Metabolic reactions follow the laws of physics and chemistry, so modeling metabolic reactions requires considering many physicochemical constraints . Considering the balance of inflow and outflow of every chemical reaction within the entire metabolic network, we can estimate reaction flow under a steady state and predict optimal performance for bioproduction . However, it is still difficult to model dynamic behavior of the whole metabolic network, since kinetic parameters and the regulatory interaction of enzymes are not fully determined. Actually, to respond to external perturbations and internal needs, metabolic pathways must be efficiently regulated, so they are linked to signaling networks. Metabolic imbalance causes many severe human diseases such as diabetes, cancer, cardiovascular problems, obesity, gout, and tyrosinemia.
Metabolism is a general term for two kinds of reactions, catabolic and anabolic reactions. Catabolic reactions refer to chemical reactions that break more complex organic molecules into simpler substances. They usually release energy that drives chemical reactions. In these reactions, large molecules such as polysaccharides, lipids, nucleic acids, and proteins are broken down into smaller units such as monosaccharides, fatty acids, nucleotides, and amino acids. The energy from catabolic reactions is used to drive anabolic reactions. Anabolic reactions refer to chemical reactions in which simpler substances are combined to form more complex molecules. These reactions usually require energy to build new molecules and/or store energy. The energy for chemical reactions is stored in adenosine triphosphate (ATP).

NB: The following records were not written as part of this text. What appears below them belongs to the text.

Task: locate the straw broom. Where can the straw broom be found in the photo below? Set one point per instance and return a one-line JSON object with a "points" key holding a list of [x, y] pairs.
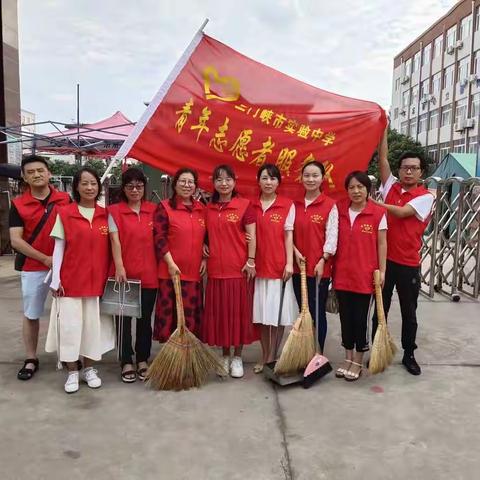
{"points": [[184, 361], [383, 348], [299, 348]]}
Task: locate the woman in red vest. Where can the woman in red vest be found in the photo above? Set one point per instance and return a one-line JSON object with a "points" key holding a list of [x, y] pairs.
{"points": [[130, 223], [362, 249], [81, 258], [315, 241], [274, 304], [231, 268], [179, 233]]}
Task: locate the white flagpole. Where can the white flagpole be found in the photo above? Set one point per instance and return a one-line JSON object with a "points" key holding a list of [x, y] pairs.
{"points": [[152, 107]]}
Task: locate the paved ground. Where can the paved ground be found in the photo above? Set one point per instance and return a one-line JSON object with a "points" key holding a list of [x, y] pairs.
{"points": [[389, 426]]}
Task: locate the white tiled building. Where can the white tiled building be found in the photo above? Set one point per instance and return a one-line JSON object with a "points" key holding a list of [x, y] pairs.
{"points": [[436, 84]]}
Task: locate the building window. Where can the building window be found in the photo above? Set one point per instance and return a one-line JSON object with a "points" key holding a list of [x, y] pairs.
{"points": [[446, 112], [438, 46], [427, 54], [437, 83], [433, 123], [422, 123], [451, 36], [448, 74], [465, 27]]}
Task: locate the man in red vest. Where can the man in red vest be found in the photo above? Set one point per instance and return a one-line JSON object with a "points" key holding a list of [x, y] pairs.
{"points": [[409, 205], [27, 211]]}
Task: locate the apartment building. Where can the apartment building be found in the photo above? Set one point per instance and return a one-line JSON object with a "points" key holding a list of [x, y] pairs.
{"points": [[436, 84]]}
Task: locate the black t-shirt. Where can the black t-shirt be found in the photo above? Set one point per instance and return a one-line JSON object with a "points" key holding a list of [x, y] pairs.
{"points": [[14, 218]]}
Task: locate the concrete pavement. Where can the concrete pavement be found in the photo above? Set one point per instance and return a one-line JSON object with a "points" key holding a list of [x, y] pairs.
{"points": [[389, 426]]}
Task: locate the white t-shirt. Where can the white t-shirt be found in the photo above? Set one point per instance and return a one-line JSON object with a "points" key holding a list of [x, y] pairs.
{"points": [[422, 204]]}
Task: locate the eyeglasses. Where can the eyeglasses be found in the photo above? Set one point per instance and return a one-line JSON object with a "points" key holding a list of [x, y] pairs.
{"points": [[406, 168], [131, 187]]}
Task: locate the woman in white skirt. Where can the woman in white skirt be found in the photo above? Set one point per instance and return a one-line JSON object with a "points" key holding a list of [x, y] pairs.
{"points": [[274, 304], [80, 266]]}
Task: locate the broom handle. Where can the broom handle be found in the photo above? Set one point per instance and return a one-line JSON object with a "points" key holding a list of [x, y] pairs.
{"points": [[379, 297], [179, 301], [303, 283]]}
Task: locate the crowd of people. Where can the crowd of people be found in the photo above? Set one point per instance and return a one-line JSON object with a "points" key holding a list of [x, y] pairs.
{"points": [[249, 252]]}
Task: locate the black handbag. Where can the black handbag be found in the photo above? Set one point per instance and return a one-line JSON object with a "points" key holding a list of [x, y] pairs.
{"points": [[19, 256]]}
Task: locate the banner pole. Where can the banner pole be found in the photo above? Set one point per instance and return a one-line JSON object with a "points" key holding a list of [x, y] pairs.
{"points": [[157, 99]]}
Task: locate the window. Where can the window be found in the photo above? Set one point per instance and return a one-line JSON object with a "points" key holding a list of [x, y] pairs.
{"points": [[466, 27], [433, 123], [427, 54], [422, 123], [437, 83], [446, 112], [448, 74], [416, 61], [460, 110], [451, 36], [438, 46]]}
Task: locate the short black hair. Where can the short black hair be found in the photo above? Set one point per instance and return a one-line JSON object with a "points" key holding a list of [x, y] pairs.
{"points": [[76, 181], [34, 158], [272, 171], [410, 154], [132, 173], [361, 177]]}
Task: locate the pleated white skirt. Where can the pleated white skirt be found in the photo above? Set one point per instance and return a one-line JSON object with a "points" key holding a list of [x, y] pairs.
{"points": [[80, 329], [266, 302]]}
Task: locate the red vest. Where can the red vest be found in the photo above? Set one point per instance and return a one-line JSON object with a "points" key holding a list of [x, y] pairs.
{"points": [[87, 252], [309, 234], [404, 235], [136, 237], [31, 211], [186, 234], [226, 237], [357, 250], [271, 256]]}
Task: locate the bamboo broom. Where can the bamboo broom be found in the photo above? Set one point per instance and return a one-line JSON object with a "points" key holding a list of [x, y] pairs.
{"points": [[299, 348], [383, 347], [184, 361]]}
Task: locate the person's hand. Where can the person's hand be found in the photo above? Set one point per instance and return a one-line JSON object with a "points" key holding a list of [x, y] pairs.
{"points": [[249, 271], [120, 275], [173, 269], [203, 267], [287, 272]]}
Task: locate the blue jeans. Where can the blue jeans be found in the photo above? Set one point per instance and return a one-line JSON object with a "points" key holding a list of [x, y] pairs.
{"points": [[321, 321]]}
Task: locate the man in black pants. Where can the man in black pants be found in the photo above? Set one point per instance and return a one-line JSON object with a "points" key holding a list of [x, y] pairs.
{"points": [[408, 208]]}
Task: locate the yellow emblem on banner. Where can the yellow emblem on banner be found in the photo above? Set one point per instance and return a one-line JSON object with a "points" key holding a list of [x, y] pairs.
{"points": [[228, 88]]}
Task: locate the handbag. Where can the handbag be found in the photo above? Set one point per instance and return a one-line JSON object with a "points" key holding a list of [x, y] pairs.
{"points": [[20, 257], [122, 299]]}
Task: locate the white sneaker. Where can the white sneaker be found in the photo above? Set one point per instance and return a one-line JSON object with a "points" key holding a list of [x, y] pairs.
{"points": [[71, 385], [236, 369], [90, 376]]}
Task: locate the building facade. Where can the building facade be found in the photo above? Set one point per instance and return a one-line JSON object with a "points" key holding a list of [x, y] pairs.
{"points": [[436, 84]]}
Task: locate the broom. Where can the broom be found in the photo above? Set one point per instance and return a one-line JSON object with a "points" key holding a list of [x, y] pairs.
{"points": [[299, 348], [383, 347], [184, 361]]}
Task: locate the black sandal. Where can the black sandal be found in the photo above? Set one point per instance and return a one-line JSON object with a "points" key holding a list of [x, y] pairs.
{"points": [[27, 373]]}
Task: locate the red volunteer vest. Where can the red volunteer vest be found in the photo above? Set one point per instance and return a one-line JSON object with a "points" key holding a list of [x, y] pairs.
{"points": [[270, 258], [87, 252], [136, 237], [186, 234], [357, 250], [404, 235], [226, 237], [309, 234], [31, 211]]}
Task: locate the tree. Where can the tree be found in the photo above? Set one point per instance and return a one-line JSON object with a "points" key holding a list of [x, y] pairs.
{"points": [[397, 144]]}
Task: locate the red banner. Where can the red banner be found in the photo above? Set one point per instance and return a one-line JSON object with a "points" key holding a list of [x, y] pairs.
{"points": [[223, 107]]}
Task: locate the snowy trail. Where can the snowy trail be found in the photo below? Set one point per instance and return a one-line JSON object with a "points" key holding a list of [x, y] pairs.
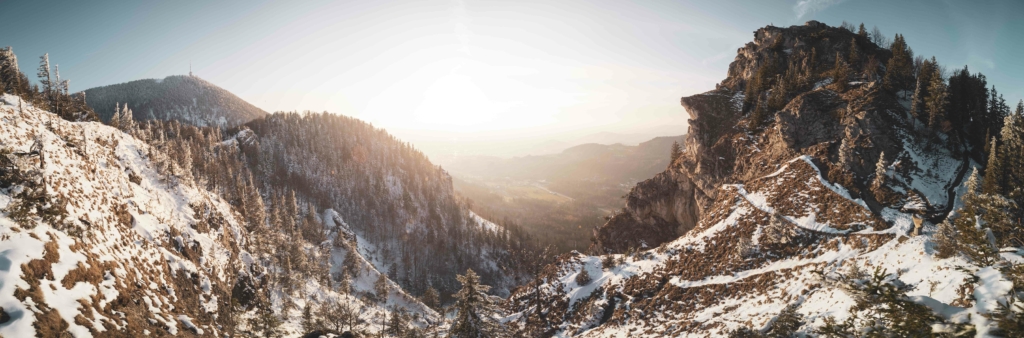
{"points": [[951, 189]]}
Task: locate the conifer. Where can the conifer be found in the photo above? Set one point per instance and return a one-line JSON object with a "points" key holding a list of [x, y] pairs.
{"points": [[993, 170], [474, 308], [936, 100], [677, 151], [381, 288], [431, 298]]}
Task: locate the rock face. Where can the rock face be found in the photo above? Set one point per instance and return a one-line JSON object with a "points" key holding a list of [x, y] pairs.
{"points": [[721, 148], [185, 98], [792, 178]]}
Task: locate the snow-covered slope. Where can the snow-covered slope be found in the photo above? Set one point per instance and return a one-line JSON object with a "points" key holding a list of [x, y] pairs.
{"points": [[95, 242], [790, 221], [185, 98], [740, 267]]}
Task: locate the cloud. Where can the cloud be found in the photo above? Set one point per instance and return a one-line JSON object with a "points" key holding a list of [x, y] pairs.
{"points": [[804, 7]]}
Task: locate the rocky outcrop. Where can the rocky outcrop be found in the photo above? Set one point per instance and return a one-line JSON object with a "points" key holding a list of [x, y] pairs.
{"points": [[817, 118]]}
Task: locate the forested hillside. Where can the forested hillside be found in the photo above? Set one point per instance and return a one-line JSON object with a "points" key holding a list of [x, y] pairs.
{"points": [[290, 224], [185, 98]]}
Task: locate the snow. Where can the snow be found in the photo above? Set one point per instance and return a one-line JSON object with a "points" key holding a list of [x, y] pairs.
{"points": [[94, 180]]}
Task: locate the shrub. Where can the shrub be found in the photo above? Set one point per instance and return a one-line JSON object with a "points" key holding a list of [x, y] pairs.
{"points": [[583, 278]]}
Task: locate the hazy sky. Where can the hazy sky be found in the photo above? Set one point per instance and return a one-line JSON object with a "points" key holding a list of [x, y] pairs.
{"points": [[477, 70]]}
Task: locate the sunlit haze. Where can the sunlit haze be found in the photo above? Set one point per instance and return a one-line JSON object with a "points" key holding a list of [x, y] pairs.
{"points": [[477, 77]]}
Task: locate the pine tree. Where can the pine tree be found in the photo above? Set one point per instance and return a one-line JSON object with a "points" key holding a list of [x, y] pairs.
{"points": [[880, 171], [344, 282], [841, 74], [10, 75], [264, 322], [381, 288], [126, 121], [993, 171], [584, 277], [474, 309], [398, 325], [786, 323], [45, 80], [677, 152], [899, 71], [759, 116], [962, 235], [854, 57], [308, 323], [937, 99], [431, 299], [116, 119]]}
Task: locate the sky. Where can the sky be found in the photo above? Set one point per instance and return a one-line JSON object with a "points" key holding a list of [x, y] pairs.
{"points": [[478, 76]]}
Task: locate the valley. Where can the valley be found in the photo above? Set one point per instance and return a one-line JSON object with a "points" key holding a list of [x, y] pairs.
{"points": [[827, 181]]}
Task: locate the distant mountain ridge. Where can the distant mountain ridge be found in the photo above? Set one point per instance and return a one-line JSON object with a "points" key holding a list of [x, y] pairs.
{"points": [[185, 98], [591, 161]]}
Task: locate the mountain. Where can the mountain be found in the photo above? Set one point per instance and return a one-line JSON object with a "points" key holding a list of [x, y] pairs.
{"points": [[290, 224], [185, 98], [591, 161], [99, 239], [793, 210], [559, 199]]}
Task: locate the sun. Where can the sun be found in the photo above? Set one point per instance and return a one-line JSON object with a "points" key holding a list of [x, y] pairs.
{"points": [[455, 99]]}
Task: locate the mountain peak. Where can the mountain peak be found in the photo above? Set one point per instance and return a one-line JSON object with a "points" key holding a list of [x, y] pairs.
{"points": [[182, 97]]}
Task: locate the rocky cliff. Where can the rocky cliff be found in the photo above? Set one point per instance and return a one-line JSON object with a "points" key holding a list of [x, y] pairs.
{"points": [[802, 170]]}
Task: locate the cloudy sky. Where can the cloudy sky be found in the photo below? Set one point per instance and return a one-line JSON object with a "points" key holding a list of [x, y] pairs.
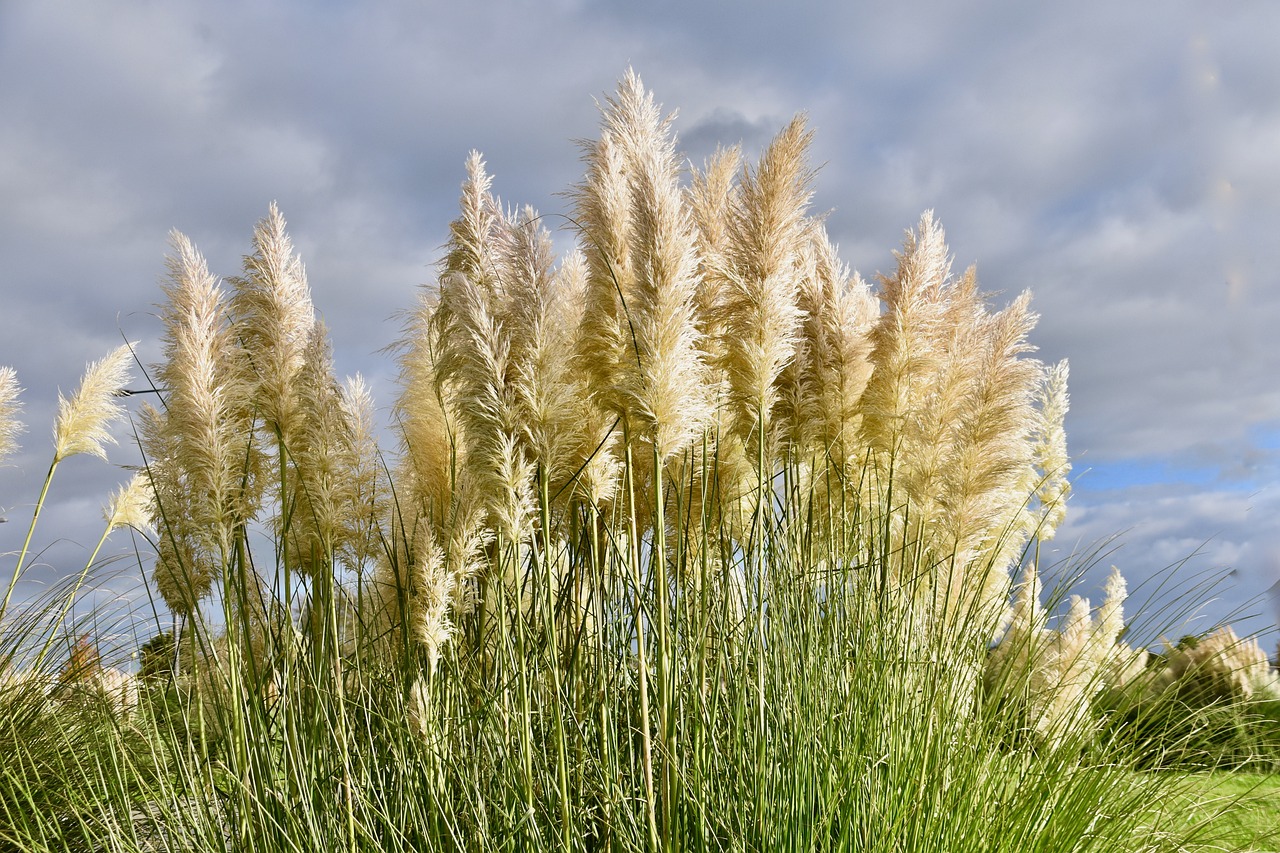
{"points": [[1119, 159]]}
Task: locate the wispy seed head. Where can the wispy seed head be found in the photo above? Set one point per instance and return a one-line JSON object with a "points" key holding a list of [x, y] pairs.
{"points": [[85, 418]]}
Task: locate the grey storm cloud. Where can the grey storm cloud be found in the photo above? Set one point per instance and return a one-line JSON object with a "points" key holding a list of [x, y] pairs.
{"points": [[1120, 160]]}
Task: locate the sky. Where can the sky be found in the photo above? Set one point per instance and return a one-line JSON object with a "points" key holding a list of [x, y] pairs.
{"points": [[1120, 160]]}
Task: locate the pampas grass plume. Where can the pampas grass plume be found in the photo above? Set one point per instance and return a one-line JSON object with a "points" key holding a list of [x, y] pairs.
{"points": [[85, 418], [132, 505], [9, 407]]}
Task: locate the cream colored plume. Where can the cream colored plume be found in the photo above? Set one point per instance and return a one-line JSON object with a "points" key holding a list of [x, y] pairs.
{"points": [[132, 505], [85, 418], [274, 318], [9, 409], [661, 381]]}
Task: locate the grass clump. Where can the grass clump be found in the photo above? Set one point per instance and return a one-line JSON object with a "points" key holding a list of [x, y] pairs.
{"points": [[693, 539]]}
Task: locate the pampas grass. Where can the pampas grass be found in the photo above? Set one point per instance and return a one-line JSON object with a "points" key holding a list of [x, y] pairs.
{"points": [[688, 539], [9, 409]]}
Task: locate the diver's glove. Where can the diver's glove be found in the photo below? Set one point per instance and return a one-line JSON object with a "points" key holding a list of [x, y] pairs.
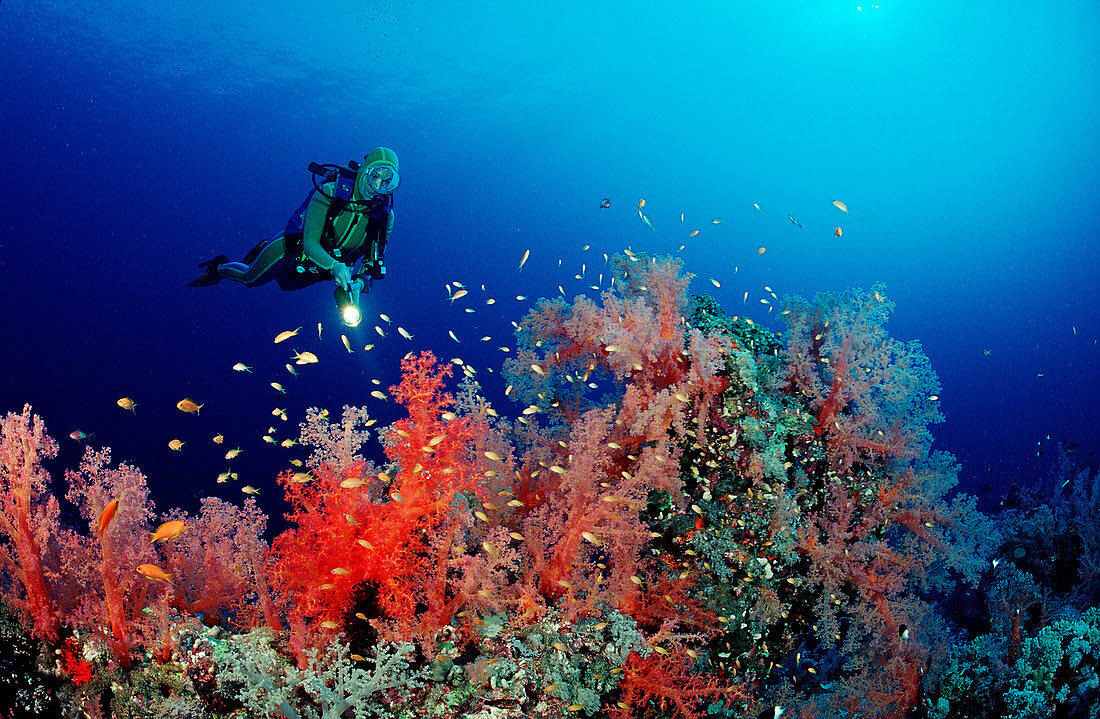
{"points": [[341, 275], [375, 268], [358, 286]]}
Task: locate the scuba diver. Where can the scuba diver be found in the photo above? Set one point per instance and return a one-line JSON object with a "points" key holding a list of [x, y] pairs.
{"points": [[344, 220]]}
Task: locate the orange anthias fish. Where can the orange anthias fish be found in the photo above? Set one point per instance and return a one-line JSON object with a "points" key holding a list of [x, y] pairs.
{"points": [[107, 516], [186, 405], [168, 530], [153, 572]]}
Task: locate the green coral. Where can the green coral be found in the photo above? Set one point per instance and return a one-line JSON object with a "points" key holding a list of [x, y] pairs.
{"points": [[1057, 666], [262, 678]]}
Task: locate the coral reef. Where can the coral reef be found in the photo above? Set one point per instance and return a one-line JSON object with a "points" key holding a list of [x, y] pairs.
{"points": [[690, 516]]}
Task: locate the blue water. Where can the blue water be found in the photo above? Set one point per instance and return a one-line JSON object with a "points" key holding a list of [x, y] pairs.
{"points": [[142, 137]]}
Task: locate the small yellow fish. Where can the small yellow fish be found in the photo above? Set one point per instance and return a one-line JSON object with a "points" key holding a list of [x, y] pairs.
{"points": [[168, 530], [187, 406], [283, 336], [153, 572], [305, 357], [589, 537]]}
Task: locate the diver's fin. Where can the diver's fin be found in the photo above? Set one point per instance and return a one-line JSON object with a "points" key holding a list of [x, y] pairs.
{"points": [[209, 275], [254, 252]]}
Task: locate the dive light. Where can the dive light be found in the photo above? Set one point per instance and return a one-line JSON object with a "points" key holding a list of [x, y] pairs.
{"points": [[349, 308]]}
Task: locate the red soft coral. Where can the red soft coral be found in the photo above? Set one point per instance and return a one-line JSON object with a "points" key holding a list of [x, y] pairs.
{"points": [[668, 683], [114, 595], [28, 518], [355, 528]]}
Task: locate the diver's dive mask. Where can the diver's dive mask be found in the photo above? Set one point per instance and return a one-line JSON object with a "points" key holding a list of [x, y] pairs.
{"points": [[381, 178]]}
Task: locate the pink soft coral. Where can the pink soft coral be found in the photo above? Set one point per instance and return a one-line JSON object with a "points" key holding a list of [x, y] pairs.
{"points": [[28, 518]]}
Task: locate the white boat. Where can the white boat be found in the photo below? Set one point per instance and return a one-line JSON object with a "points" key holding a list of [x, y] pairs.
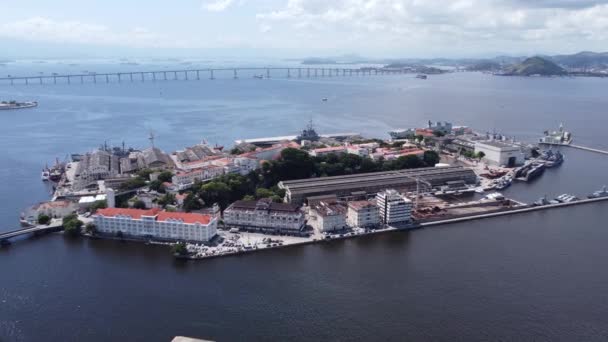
{"points": [[45, 175], [600, 193]]}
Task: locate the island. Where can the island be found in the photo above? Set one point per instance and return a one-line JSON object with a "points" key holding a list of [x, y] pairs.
{"points": [[535, 66]]}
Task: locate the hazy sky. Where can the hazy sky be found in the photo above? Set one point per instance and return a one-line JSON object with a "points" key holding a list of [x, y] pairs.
{"points": [[379, 28]]}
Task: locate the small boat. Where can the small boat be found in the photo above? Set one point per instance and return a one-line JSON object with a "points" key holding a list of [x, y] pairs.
{"points": [[600, 193], [4, 105], [504, 183], [45, 174], [542, 201]]}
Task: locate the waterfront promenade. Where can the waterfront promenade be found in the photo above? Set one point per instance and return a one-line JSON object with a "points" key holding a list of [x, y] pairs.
{"points": [[214, 252], [196, 74], [56, 225]]}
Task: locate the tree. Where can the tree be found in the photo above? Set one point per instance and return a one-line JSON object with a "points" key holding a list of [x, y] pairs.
{"points": [[165, 176], [179, 249], [73, 227], [215, 191], [263, 193], [102, 204], [133, 183], [145, 173], [157, 186], [90, 228], [43, 219], [167, 199], [431, 158], [191, 202], [139, 204]]}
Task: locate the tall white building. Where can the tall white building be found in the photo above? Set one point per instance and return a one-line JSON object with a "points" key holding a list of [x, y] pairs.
{"points": [[362, 214], [328, 217], [500, 153], [393, 207], [265, 216], [155, 223]]}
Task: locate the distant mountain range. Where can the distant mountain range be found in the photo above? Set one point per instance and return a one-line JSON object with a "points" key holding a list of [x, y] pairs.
{"points": [[584, 62], [535, 66]]}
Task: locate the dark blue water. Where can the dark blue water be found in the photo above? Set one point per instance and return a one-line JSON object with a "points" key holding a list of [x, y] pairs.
{"points": [[531, 277]]}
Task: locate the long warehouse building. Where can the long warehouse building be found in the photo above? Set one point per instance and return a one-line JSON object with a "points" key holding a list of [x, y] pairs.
{"points": [[297, 191]]}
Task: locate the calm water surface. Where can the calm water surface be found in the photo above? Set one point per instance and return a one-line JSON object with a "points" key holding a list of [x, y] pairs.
{"points": [[540, 276]]}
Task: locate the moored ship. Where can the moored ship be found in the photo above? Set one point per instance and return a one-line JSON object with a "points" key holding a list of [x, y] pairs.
{"points": [[402, 133], [600, 193], [552, 159], [4, 105], [530, 171], [559, 137]]}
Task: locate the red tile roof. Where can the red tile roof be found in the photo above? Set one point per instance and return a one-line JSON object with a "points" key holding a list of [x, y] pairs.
{"points": [[185, 217], [134, 213], [358, 205]]}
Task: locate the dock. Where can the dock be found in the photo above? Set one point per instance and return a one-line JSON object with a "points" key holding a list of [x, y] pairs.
{"points": [[275, 140], [196, 74], [434, 223], [53, 227], [589, 149]]}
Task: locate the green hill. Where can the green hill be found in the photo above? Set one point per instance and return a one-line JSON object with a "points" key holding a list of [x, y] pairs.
{"points": [[535, 66]]}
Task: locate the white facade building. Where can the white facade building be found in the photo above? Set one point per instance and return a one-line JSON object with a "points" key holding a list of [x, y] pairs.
{"points": [[393, 207], [500, 153], [156, 224], [266, 216], [327, 150], [328, 217], [185, 179], [362, 214]]}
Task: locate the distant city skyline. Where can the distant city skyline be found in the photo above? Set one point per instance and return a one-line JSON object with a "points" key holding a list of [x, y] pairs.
{"points": [[302, 28]]}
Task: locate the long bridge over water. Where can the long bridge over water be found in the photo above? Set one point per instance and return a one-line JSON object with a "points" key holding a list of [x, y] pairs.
{"points": [[5, 236], [196, 74]]}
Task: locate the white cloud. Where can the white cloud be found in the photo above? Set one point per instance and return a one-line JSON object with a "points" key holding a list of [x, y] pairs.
{"points": [[47, 30], [449, 24], [216, 5]]}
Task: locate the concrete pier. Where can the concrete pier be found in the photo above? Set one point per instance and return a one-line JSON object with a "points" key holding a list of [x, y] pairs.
{"points": [[285, 72], [589, 149]]}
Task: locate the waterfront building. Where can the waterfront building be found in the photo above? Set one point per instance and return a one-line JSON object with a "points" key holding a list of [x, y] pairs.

The term metabolic network usually means a collection of metabolic reactions represented as networks, where the metabolites are the nodes, and two metabolites are connected if one of them is a substrate and the other is the product of a reaction. Genome scale reconstruction of a metabolic network involves thousands of metabolites and reactions. Metabolic reactions are catalyzed by enzymes, which in a broader sense are themselves gene products or proteins. Metabolic networks therefore contain information about both metabolites and proteins where the metabolites are nodes and the proteins/enzymes are edges. There are other ways of representing metabolic pathways, such as Bipartite graphs or Petri nets [104, 105]. A metabolic pathway can be represented as a bipartite graph by considering the metabolites as one set of nodes and the enzymes as another set of nodes. Such a representation can provide some overall preliminary information about the system.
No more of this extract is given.